Po długich negocjacjach zapisano 144,7 mld euro na płatności w przyszłym roku i 160,1 mld euro na przyszłe wydatki. W dwóch najbardziej interesujących Polskę kwestiach nie ma niespodzianek.
Mimo dużych rozbieżności między przedstawicielami unijnych krajów i Parlamentu Europejskiego, zawarto porozumienie w sprawie budżetu UE na przyszły rok. Udało się więc zamknąć temat na chwilę przed ostatecznym terminem wyznaczonym na 20 listopada. W przypadku przekroczenia tej granicy Komisja Europejska musiałaby przedstawiać nowy projekt.
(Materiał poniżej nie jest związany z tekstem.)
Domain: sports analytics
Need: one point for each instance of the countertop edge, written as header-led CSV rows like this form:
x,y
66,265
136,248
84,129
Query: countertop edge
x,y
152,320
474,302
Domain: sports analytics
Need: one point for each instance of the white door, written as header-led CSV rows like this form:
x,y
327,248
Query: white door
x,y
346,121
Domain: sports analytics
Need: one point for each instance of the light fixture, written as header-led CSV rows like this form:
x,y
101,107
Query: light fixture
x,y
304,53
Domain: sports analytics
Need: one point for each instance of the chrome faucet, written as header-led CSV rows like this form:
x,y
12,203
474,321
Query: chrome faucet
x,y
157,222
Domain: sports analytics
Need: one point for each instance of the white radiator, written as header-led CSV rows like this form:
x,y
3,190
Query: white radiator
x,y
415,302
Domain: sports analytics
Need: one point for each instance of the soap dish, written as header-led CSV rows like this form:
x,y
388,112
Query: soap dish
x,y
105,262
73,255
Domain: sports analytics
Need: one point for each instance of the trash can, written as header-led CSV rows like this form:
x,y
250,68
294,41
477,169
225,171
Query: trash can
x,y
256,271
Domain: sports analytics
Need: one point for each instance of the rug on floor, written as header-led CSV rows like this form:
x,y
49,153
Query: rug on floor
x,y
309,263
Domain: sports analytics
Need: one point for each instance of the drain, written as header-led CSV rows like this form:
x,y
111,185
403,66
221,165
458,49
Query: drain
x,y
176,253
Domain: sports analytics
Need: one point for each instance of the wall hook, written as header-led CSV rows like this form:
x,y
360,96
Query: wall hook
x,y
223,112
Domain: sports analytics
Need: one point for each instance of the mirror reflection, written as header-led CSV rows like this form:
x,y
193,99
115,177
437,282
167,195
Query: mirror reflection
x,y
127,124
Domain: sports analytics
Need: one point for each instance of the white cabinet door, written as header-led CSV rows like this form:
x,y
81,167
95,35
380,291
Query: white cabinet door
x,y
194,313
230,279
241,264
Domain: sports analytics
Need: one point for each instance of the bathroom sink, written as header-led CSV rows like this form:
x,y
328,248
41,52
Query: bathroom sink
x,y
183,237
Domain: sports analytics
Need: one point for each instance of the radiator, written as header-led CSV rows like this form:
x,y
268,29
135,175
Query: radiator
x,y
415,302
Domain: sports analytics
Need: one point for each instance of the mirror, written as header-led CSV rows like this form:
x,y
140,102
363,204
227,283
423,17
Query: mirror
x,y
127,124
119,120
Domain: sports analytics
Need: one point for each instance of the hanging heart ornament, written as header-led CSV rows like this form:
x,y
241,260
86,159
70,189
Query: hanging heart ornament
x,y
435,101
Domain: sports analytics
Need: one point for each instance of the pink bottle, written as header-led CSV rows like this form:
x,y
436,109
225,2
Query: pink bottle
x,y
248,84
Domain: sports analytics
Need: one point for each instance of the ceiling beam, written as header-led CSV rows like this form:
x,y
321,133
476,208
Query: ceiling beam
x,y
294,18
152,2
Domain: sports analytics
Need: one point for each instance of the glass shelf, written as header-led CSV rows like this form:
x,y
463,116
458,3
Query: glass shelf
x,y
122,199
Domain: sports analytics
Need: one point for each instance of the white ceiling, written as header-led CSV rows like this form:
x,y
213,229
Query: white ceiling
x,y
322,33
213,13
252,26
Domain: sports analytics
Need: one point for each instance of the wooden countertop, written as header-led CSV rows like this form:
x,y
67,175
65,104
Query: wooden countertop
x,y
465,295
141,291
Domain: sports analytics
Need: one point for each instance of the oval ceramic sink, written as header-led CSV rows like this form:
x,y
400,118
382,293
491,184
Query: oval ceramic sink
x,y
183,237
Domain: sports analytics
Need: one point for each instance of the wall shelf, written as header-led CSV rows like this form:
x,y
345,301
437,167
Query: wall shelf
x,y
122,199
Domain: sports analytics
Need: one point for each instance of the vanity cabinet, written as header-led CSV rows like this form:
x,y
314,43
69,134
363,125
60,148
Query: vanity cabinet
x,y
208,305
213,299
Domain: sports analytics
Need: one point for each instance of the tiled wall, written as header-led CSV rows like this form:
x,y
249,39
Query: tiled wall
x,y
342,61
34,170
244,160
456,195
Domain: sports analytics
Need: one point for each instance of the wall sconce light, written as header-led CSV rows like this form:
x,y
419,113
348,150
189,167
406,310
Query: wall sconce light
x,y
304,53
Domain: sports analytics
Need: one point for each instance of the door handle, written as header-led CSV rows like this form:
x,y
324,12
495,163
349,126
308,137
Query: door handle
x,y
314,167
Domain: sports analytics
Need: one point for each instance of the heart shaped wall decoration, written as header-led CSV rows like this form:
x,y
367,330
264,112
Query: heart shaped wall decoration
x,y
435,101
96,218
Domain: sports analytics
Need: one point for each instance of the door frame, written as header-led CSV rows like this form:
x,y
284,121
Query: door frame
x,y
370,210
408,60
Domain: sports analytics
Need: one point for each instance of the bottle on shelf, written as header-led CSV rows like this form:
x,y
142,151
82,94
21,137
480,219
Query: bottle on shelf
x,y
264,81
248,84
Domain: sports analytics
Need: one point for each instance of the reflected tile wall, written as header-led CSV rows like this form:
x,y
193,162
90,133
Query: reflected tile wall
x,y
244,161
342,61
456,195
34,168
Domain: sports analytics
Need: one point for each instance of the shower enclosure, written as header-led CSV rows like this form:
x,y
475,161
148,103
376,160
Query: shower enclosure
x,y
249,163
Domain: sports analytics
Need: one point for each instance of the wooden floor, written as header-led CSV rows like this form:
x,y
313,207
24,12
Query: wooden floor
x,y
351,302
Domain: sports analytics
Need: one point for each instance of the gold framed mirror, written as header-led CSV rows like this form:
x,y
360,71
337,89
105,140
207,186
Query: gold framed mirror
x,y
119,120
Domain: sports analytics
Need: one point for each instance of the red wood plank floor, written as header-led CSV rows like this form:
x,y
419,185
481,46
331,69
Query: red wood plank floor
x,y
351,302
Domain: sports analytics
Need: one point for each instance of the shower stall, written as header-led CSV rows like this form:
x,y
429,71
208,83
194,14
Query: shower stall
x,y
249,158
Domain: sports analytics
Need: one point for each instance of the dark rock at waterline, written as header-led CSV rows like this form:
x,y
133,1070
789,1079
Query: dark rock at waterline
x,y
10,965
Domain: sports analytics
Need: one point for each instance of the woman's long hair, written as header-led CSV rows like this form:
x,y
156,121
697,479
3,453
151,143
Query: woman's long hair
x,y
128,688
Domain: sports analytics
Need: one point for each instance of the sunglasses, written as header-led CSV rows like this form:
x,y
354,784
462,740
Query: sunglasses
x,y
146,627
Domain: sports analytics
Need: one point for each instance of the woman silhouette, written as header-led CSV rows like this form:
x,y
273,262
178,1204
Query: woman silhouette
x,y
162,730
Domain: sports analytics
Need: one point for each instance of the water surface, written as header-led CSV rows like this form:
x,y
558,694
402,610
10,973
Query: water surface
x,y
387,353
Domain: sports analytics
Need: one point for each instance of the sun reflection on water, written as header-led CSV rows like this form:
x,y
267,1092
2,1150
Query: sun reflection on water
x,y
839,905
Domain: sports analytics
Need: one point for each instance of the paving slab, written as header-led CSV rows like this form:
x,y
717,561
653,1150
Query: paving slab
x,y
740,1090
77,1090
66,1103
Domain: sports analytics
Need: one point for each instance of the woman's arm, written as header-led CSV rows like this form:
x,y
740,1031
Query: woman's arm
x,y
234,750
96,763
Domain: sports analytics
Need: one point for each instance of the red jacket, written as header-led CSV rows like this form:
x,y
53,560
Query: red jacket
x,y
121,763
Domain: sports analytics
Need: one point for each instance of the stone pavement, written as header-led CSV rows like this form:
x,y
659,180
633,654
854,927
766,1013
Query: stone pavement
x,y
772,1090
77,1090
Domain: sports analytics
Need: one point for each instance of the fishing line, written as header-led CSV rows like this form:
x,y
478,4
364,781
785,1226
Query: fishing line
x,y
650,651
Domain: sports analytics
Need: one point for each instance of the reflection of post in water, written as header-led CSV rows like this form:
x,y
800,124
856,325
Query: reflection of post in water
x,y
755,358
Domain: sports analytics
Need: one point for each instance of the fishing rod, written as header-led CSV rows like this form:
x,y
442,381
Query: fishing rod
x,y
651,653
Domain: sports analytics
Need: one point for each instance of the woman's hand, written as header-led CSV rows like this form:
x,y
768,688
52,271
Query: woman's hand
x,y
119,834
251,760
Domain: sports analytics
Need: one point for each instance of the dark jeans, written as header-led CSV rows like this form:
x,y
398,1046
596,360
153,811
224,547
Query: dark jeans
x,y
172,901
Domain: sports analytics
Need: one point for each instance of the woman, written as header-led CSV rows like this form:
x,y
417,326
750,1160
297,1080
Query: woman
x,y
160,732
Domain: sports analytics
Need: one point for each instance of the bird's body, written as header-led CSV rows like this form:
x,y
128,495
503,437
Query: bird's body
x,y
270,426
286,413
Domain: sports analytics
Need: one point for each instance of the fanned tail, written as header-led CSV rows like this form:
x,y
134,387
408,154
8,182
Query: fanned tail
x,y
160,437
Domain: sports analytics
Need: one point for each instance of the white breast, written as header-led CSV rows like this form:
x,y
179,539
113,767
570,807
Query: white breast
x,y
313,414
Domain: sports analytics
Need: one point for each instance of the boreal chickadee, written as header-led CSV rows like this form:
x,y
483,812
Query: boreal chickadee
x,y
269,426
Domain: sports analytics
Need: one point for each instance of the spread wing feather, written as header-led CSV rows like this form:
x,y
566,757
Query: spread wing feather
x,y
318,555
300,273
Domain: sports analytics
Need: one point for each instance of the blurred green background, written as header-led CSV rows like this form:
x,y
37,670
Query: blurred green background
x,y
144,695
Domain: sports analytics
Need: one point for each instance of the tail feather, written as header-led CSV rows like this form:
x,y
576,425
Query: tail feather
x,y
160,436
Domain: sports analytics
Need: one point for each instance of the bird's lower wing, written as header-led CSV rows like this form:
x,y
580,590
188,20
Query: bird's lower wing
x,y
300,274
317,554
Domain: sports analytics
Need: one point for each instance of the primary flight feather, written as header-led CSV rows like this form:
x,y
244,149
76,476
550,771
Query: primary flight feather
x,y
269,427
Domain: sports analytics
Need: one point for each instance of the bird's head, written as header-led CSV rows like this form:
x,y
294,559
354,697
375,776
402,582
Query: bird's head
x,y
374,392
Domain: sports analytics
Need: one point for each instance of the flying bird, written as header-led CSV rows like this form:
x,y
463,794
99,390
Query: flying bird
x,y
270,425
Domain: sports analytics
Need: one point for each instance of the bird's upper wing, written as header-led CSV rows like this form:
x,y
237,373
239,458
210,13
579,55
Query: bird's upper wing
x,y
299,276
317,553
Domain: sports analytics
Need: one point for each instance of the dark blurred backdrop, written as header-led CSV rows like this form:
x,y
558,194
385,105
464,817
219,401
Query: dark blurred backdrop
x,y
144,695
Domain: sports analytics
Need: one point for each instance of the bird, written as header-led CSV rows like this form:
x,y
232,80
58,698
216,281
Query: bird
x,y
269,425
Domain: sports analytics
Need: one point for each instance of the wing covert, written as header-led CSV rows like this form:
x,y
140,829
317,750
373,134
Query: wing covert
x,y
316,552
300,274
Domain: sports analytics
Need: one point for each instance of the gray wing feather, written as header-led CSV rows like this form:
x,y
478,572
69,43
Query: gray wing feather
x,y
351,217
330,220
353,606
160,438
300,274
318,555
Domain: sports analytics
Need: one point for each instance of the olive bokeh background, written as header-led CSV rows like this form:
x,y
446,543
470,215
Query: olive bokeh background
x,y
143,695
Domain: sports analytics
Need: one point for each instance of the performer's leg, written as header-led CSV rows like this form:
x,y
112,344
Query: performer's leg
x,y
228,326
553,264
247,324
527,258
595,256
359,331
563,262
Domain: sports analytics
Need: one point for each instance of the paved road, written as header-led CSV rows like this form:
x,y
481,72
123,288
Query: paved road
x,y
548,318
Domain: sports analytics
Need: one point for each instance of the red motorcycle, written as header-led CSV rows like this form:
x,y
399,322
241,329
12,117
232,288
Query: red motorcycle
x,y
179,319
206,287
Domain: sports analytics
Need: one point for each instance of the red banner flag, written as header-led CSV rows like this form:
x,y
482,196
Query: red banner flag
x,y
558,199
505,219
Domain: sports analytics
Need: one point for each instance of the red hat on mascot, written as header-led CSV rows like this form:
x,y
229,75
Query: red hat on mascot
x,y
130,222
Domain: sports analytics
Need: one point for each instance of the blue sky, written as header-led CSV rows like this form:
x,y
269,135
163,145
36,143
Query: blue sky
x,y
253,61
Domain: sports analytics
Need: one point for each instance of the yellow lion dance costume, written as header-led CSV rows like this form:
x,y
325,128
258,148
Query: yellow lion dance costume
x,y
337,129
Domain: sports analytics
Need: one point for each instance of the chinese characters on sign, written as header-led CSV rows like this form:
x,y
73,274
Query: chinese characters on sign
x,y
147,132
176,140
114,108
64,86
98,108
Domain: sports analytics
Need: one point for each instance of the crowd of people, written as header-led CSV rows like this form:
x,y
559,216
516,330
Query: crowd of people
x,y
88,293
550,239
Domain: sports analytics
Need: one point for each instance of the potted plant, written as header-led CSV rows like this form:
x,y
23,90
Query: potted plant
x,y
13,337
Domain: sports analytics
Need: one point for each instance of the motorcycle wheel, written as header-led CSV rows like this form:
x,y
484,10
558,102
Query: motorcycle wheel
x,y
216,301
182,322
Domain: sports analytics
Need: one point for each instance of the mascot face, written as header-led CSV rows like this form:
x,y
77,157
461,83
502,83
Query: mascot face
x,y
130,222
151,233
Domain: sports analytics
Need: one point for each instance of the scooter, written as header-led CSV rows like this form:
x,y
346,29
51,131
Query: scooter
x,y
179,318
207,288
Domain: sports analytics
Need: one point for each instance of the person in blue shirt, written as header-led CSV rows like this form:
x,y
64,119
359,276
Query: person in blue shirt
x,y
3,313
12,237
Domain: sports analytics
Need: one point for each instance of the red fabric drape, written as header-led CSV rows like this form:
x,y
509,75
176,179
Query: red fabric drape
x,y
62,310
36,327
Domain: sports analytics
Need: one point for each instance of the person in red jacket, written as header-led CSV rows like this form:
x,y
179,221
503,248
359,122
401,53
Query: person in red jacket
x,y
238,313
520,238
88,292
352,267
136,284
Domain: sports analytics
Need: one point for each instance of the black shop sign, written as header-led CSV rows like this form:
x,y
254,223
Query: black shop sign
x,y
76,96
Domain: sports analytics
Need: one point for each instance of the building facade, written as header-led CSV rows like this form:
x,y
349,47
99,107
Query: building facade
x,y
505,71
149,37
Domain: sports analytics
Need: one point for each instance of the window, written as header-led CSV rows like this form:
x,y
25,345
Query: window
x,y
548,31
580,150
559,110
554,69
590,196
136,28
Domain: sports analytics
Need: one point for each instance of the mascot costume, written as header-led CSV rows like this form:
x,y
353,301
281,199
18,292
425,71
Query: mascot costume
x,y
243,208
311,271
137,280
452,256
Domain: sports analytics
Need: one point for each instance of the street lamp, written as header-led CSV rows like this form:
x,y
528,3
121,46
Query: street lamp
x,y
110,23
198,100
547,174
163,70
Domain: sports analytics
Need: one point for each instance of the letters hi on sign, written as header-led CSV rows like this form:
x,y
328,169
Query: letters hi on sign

Różnice wynikały przede wszystkim z proponowanych wielkości wydatków i zobowiązań budżetowych. Europarlament chciał zwiększenia puli wydatków, na co nie było zgody wśród rządów państw członkowskich. Propozycja europosłów zakładała 147 mld euro, a więc o 2 mld euro więcej niż proponowała druga strona. Ostatecznie ustalono płatności na 144,7 mld euro.
Również skromniejszy będzie budżet pod względem zobowiązań, a więc kwot, z których Unia Europejska będzie pokrywała przyszłe wydatki. Parlament Europejski chciał przeznaczyć na nie 162 mld euro, podczas gdy unijne kraje proponowały zmniejszenie puli o 3 mld. Znowu wygrały oszczędności i ustalono limit na poziomie 160,1 mld euro.
- W tym roku staraliśmy się zmaksymalizować wpływ wydatków UE, zachowując jednocześnie wystarczającą swobodę, aby móc reagować na nieprzewidziane potrzeby - komentował zaraz po zawarciu porozumienia Mart Kivine, wiceminister finansów Estonii i główny negocjator budżetu w imieniu Rady UE, cytowany przez PAP.
Zarys budżetu nie jest na tyle szczegółowy, by móc coś więcej powiedzieć na temat korzyści bezpośrednio dla naszego kraju. Mimo to wiadome było, że z punktu widzenia naszych interesów kluczowe jest zwiększenie finansowania w porównaniu z wcześniejszymi latami na politykę spójności i rolnictwo. Większych niespodzianek w tej kwestii nie ma.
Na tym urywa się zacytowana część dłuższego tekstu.